Very true. One of the techniques mentioned in the talk I heard was to avoid Java GC by running the trading app on load-balanced machines that were running JVMs with just about all available RAM allocated (16 GB, if memory serves). They would then monitor the JVM memory, and shut down and restart the JVM before the "expensive" GC ever had a chance to kick in.

Winston Gutkowski wrote:Which surely suggests that it doesn't pay to publish?

I don't understand what you're trying to say (or imply) here.

Jayesh A Lalwani
Rancher
Posts: 2762
32
Whoa! Wait! what? JVM takes a hell of lot more time to start compared to GC. Restarting JVM doesn't make sense. That sounds like a justification to sweep memory leaks under the rug.

The whole principle behind JVM holding onto free memory is that allocating memory from the OS is a costly operation. Restarting JVM is tantamount to doing a huge dealloc which forces you to do more mallocs. Forget the JVM loading, and class loading time. Thereotically, restarting the JVM should cause a bigger "pause" than GC

Winston Gutkowski
Bartender
Posts: 10527
64
Ulf Dittmer wrote:I don't understand what you're trying to say (or imply) here.

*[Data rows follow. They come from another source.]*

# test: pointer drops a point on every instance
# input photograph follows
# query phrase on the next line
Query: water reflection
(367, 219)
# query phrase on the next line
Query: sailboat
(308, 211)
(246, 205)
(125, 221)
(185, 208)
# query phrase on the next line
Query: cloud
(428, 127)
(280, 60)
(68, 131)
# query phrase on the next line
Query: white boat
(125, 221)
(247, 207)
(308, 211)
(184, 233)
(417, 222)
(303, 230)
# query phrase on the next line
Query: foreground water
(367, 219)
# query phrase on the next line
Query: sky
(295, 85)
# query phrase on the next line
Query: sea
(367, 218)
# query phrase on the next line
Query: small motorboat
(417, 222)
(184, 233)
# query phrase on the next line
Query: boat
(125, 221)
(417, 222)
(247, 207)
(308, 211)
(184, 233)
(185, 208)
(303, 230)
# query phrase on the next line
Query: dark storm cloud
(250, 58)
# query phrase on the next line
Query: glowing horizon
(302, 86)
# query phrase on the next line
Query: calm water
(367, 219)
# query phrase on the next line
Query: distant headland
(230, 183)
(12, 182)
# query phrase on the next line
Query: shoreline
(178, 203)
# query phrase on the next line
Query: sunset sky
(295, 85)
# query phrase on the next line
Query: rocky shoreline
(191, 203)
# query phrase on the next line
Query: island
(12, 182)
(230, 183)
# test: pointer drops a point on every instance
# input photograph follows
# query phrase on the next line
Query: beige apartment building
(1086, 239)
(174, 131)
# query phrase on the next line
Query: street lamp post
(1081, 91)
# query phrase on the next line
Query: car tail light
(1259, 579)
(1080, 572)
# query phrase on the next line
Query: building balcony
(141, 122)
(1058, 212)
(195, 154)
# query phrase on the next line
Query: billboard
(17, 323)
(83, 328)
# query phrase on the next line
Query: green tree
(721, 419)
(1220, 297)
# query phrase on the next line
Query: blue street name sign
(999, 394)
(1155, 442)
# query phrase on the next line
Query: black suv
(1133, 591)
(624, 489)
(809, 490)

I'm saying that if the benchmark is to be "better" or "faster" than the competition, then why tell them how "fast" or "good" you are? I don't know how the US military works, but it was a pretty open secret that before the Wall came down, published performance figures for many RAF aircraft were well below their known capability.

Winston

Ulf Dittmer
Rancher
Posts: 42968
73
Jayesh A Lalwani wrote:Restarting JVM doesn't make sense. That sounds like a justification to sweep memory leaks under the rug.... Theoretically, restarting the JVM should cause a bigger "pause" than GC

It does make sense, and no, it's not about memory leaks. Of course restarting the JVM takes longer than a GC, but during that time the load balancer takes care not to send request to that machine, so there is no downtime. Whereas during an expensive GC, a request might get slowed down, or not get serviced at all - that's what this aims to avoid.

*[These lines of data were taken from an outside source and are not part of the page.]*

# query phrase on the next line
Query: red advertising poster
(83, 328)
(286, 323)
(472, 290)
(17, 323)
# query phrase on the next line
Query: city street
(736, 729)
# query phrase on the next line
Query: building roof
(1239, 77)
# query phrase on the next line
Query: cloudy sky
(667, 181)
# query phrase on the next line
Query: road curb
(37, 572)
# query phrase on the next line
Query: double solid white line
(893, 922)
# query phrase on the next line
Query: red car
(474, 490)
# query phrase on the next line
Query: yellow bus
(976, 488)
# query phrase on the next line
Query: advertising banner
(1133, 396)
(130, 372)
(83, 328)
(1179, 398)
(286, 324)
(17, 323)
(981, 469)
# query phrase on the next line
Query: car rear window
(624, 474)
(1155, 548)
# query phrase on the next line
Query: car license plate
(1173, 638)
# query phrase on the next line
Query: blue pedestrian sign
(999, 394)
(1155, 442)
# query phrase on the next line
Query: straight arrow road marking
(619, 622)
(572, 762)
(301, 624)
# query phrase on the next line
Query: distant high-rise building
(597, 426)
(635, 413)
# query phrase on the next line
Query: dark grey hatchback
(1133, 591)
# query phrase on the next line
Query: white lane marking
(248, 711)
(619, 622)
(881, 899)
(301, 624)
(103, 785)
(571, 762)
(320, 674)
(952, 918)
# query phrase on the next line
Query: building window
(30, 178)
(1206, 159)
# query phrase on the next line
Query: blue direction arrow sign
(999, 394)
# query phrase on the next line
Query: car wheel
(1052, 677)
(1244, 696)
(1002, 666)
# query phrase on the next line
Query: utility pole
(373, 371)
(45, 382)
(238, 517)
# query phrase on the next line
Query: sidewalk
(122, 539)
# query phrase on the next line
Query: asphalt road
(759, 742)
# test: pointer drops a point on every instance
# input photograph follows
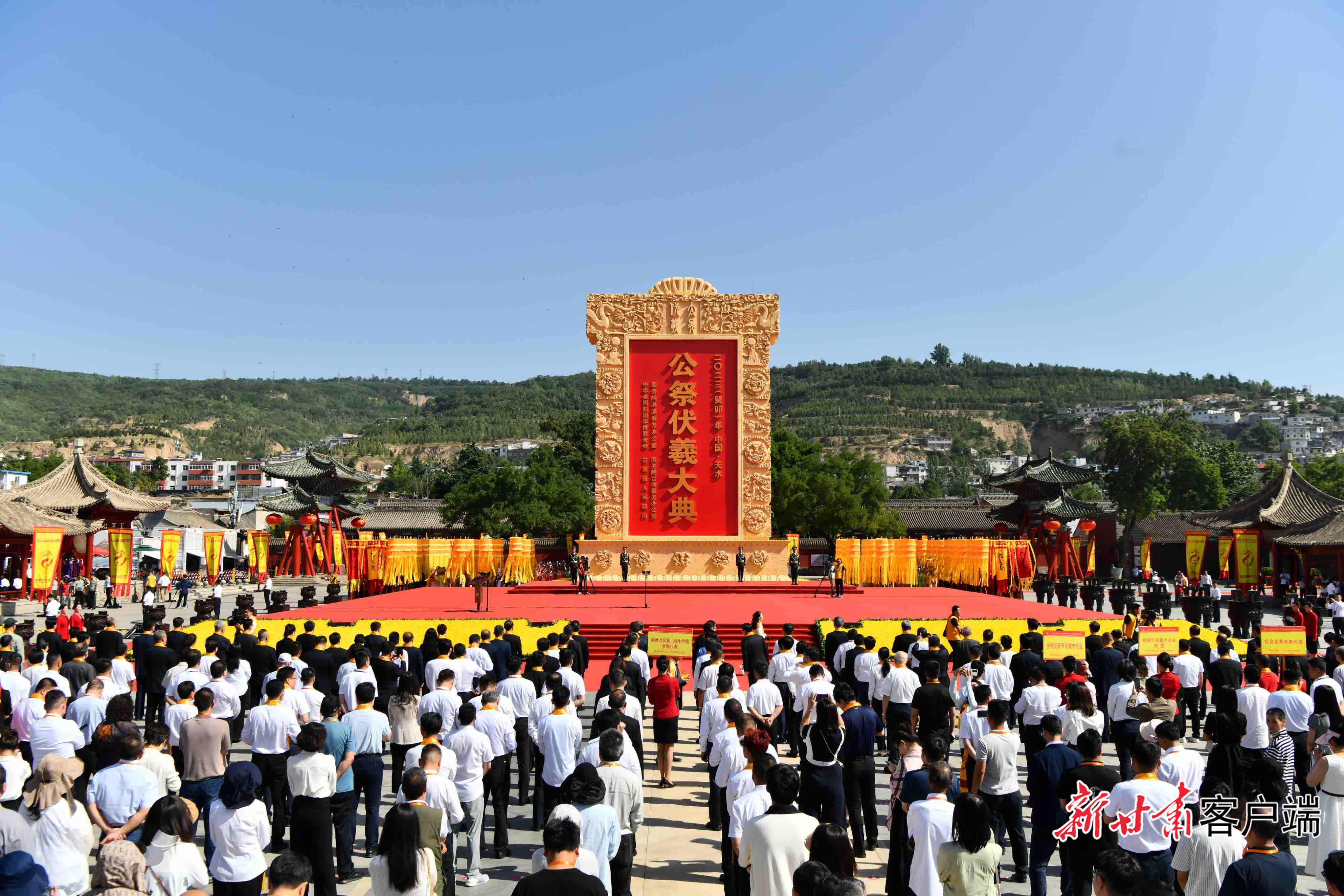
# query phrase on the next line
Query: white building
(13, 480)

Winston Gutkowski wrote:then why tell them how "fast" or "good" you are?

In the context of trading, the latencies are communicated -possibly via an SLA- because that's an important consideration. So everybody knows what everybody else can provide (at a minimum).

Henry Wong
author
Marshal
Posts: 21719
85
Ulf Dittmer wrote:
Jayesh A Lalwani wrote:Restarting JVM doesn't make sense. That sounds like a justification to sweep memory leaks under the rug.... Theoretically, restarting the JVM should cause a bigger "pause" than GC

It does make sense, and no, it's not about memory leaks. Of course restarting the JVM takes longer than a GC, but during that time the load balancer takes care not to send request to that machine, so there is no downtime. Whereas during an expensive GC, a request might get slowed down, or not get serviced at all - that's what this aims to avoid.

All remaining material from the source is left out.